幕張から西船橋、新松戸、柏、取手、土浦、筑波と乗り継いで麓の筑波神社まで約3時間であった。筑波神社から男体山山頂までをケーブルカーに沿って登山道がついているのだが、これを登るとゆうに2時間は必要となる。帰りの時間を考えるとスケジュール的にきついので登りはケーブルカーを利用して御幸が原まで行くことにした。

 「とうちゃん、なにやってんだよー。いつも歩いて登っているのに、これじゃあだいなしじゃあないか!」と抗議の大。

 「う〜ん。しかたないんだよ。今日は時間がないからケーブルカーを使っちゃうけれど、次に家族みんなで来た時は、きちんと頂上まで歩いて登ろうな」と弁解の私。

 かくして歩くと2時間のコースを8分で終了してしまう。

 

御幸が原は遠足に来た地元の小学生たちで溢れている。大はすぐに土産物屋に首を突っ込み、あれこれオモチャを探している。こういうことになると実にすばやい行動に出る。買う、買わないで、ひともんちゃくの後、いよいよ男体山山頂への坂を登り始める。整備された道なのでとても登りやすい。大はふてくされながらイヤイヤ登ってきている。

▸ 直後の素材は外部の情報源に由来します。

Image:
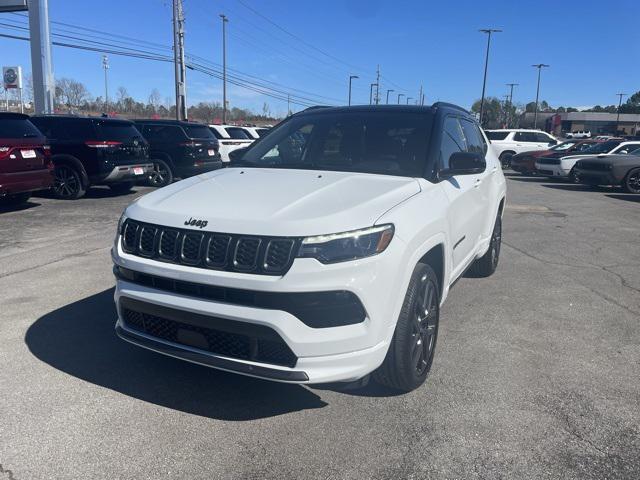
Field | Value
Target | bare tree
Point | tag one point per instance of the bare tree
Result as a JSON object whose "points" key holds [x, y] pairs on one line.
{"points": [[71, 93]]}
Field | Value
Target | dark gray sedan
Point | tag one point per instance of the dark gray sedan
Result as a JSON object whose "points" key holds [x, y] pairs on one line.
{"points": [[623, 170]]}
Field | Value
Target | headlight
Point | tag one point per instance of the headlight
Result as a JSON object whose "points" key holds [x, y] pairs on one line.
{"points": [[123, 218], [342, 247]]}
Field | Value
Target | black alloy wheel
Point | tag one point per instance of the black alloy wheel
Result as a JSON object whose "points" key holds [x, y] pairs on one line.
{"points": [[161, 175], [67, 184], [631, 183], [425, 325]]}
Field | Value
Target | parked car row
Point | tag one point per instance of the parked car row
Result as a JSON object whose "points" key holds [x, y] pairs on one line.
{"points": [[67, 154], [614, 162]]}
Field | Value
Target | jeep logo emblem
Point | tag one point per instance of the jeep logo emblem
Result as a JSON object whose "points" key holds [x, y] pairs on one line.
{"points": [[192, 222]]}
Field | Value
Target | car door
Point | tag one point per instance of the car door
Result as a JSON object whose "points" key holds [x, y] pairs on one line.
{"points": [[465, 199]]}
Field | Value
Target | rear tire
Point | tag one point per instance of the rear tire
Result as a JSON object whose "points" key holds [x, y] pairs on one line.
{"points": [[487, 264], [631, 183], [67, 184], [122, 187], [412, 347], [161, 176]]}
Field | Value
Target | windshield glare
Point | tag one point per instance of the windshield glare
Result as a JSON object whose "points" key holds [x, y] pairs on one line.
{"points": [[368, 142], [603, 147]]}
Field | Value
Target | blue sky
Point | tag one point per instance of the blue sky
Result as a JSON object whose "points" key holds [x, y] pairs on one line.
{"points": [[593, 49]]}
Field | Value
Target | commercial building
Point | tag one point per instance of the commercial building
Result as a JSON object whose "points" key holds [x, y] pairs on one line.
{"points": [[598, 123]]}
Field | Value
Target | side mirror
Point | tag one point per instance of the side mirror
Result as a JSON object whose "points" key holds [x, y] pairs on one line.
{"points": [[464, 163], [236, 155]]}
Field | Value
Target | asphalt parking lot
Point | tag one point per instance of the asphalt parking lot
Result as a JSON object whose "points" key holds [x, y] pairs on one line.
{"points": [[536, 375]]}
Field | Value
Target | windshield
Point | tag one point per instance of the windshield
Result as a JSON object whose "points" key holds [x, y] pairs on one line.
{"points": [[17, 128], [496, 135], [118, 131], [563, 146], [368, 142], [198, 131], [603, 147]]}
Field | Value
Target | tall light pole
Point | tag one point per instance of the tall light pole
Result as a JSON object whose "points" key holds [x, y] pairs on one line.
{"points": [[105, 66], [178, 60], [619, 105], [224, 68], [539, 66], [510, 85], [488, 31], [351, 77]]}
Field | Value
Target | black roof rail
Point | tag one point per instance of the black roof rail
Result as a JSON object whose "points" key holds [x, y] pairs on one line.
{"points": [[450, 105]]}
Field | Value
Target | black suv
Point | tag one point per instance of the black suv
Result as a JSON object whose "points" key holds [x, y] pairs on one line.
{"points": [[93, 151], [179, 149]]}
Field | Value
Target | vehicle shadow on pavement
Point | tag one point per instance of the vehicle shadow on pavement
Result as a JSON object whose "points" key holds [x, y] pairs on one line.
{"points": [[79, 339], [17, 208]]}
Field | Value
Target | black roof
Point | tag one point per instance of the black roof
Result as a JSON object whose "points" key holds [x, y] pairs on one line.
{"points": [[13, 116], [386, 108], [166, 121], [80, 117]]}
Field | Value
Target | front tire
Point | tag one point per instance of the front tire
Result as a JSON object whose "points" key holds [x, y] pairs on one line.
{"points": [[412, 347], [487, 264], [631, 183], [161, 175], [67, 183]]}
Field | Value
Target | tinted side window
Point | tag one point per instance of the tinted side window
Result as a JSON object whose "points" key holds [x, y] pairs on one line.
{"points": [[452, 141], [497, 135], [475, 143]]}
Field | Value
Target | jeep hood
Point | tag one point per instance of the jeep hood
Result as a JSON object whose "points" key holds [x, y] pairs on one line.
{"points": [[275, 202]]}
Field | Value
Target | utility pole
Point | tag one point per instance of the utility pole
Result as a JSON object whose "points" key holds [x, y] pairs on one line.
{"points": [[371, 93], [510, 85], [378, 85], [224, 70], [351, 77], [105, 66], [178, 60], [619, 105], [488, 31], [43, 83], [539, 66]]}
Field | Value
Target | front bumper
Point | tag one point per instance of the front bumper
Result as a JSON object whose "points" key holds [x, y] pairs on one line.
{"points": [[123, 173], [332, 354], [27, 181]]}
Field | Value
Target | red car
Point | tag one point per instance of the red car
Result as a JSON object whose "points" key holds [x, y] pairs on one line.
{"points": [[525, 162], [25, 164]]}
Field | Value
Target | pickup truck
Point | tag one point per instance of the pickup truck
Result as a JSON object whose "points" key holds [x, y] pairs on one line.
{"points": [[322, 254]]}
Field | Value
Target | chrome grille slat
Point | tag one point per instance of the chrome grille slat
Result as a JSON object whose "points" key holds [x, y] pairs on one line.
{"points": [[215, 251]]}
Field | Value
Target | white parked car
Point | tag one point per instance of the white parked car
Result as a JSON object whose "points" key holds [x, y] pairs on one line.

祠が建てられている山頂からの眺めは抜群である。男体山頂上が標高870mで決して高い山ではないのだが、なにしろこの筑波山以外に関東平野には山らしきものはないので平野の中にぽっつりと一人立ち尽くしている感じがするのである。従ってこのような立地条件であるがゆえに悲しいかな男体山と女体山を結ぶ稜線上には幾つもの無線中継用のパラボナアンテナが林立することになったのである。

 

男体山山頂で昼食にしようと考えていたのだが、立派な祠が建てられているため食事をするような場所がなかった。しかたがないので御幸が原まで引き返し場所を探していると、大が岩陰から虫を捕まえてきて「とうちゃん、これなんていう虫?」と薄茶色の虫を差し出す。それは俗に「かまどこおろぎ」と呼ばれている虫であった。捕まえる時に無理をしたのか長い後ろ足の片方がなくなっていた。大は家まで持ち帰るのだと大事そうに暫くは手の中に入れていたが、食事時になったら可哀相だから逃がしてやろうと言いながら草むらに放してやった。

 

御幸が原は双耳峰のコルにあたるところでケーブルカー駅をはじめとして土産物屋や食堂など10軒近くの建物で賑やかである。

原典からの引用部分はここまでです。